While the proven Zacks Rank places an emphasis on earnings estimates and estimate revisions to find strong stocks, we also know that investors tend to develop their own individual strategies. With this in mind, we are always looking at value, growth, and momentum trends to discover great companies.
Looking at the history of these trends, perhaps none is more beloved than value investing. This strategy simply looks to identify companies that are being undervalued by the broader market. Value investors rely on traditional forms of analysis on key valuation metrics to find stocks that they believe are undervalued, leaving room for profits.
Zacks has developed the innovative Style Scores system to highlight stocks with specific traits. For example, value investors will be interested in stocks with great grades in the "Value" category. When paired with a high Zacks Rank, "A" grades in the Value category are among the strongest value stocks on the market today.
Hewlett Packard Enterprise (HPE - Free Report) is a stock many investors are watching right now. HPE is currently sporting a Zacks Rank of #2 (Buy), as well as an A grade for Value. The stock is trading with P/E ratio of 8.14 right now. For comparison, its industry sports an average P/E of 9.33. Over the past year, HPE's Forward P/E has been as high as 11.15 and as low as 7.72, with a median of 9.78.
HPE is also sporting a PEG ratio of 1.26. This figure is similar to the commonly-used P/E ratio, with the PEG ratio also factoring in a company's expected earnings growth rate. HPE's PEG compares to its industry's average PEG of 1.68. Over the past 52 weeks, HPE's PEG has been as high as 1.93 and as low as 0.83, with a median of 1.19.
Value investors also love the P/S ratio, which is calculated by simply dividing a stock's price with the company's sales. Some people prefer this metric because sales are harder to manipulate on an income statement. This means it could be a truer performance indicator. HPE has a P/S ratio of 0.63. This compares to its industry's average P/S of 1.73.
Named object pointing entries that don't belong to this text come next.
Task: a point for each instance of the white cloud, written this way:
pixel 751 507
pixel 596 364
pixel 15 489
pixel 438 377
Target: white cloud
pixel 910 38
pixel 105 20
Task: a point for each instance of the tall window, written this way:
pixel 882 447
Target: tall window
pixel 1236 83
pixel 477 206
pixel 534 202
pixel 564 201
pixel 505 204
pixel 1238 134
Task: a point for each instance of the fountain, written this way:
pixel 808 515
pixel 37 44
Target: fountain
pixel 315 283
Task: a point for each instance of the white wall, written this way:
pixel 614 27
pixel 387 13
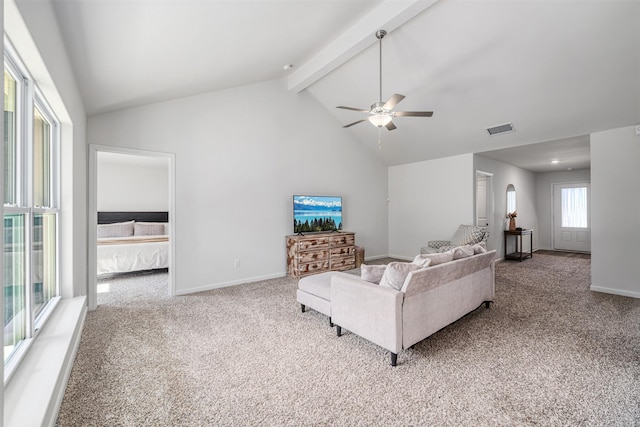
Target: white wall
pixel 132 183
pixel 525 185
pixel 615 208
pixel 428 201
pixel 544 183
pixel 240 155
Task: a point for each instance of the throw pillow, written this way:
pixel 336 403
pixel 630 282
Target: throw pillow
pixel 396 273
pixel 462 252
pixel 421 261
pixel 372 273
pixel 480 248
pixel 438 258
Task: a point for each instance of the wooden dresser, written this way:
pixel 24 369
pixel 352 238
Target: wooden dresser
pixel 318 252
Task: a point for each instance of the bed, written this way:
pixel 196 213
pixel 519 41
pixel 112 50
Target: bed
pixel 132 241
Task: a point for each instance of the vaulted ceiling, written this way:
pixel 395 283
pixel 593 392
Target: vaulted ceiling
pixel 557 70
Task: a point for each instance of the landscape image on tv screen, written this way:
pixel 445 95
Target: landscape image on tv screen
pixel 316 213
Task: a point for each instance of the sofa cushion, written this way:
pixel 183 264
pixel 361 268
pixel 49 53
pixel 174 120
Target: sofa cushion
pixel 462 252
pixel 396 273
pixel 437 258
pixel 372 273
pixel 468 234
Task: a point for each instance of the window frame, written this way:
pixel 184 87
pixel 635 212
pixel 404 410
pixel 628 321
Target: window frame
pixel 28 98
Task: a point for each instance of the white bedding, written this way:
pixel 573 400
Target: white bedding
pixel 132 256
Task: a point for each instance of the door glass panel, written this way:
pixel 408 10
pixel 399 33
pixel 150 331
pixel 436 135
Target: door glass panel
pixel 15 314
pixel 574 207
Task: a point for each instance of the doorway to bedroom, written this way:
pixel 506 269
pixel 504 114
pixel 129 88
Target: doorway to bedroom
pixel 131 236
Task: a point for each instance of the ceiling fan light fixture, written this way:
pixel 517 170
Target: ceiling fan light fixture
pixel 379 119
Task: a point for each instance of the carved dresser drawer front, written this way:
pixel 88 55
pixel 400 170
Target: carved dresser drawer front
pixel 345 263
pixel 316 253
pixel 343 240
pixel 313 256
pixel 314 243
pixel 313 267
pixel 343 251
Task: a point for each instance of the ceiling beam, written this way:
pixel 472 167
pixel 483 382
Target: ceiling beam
pixel 388 16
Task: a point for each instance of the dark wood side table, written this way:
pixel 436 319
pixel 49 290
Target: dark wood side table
pixel 519 253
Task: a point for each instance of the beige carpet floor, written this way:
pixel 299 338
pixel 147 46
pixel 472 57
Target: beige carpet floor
pixel 548 352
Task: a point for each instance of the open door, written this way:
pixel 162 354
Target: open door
pixel 484 201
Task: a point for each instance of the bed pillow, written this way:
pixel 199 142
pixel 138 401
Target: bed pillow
pixel 117 229
pixel 148 229
pixel 396 273
pixel 372 273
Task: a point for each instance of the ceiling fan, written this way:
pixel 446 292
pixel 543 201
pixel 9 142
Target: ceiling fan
pixel 381 113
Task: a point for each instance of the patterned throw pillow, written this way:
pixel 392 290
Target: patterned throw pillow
pixel 372 273
pixel 396 273
pixel 480 248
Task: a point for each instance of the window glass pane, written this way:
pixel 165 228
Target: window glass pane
pixel 44 259
pixel 15 315
pixel 41 159
pixel 574 207
pixel 10 172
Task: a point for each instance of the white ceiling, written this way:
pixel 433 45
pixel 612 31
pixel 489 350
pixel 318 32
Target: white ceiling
pixel 558 70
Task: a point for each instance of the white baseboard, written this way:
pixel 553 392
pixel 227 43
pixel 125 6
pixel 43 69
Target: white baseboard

Finally, investors should note that HPE has a P/CF ratio of 6.68. This metric focuses on a firm's operating cash flow and is often used to find stocks that are undervalued based on the strength of their cash outlook. This stock's P/CF looks attractive against its industry's average P/CF of 9.68. Within the past 12 months, HPE's P/CF has been as high as 7.46 and as low as 3.84, with a median of 4.62.
These are only a few of the key metrics included in Hewlett Packard Enterprise's strong Value grade, but they help show that the stock is likely undervalued right now. When factoring in the strength of its earnings outlook, HPE looks like an impressive value stock at the moment.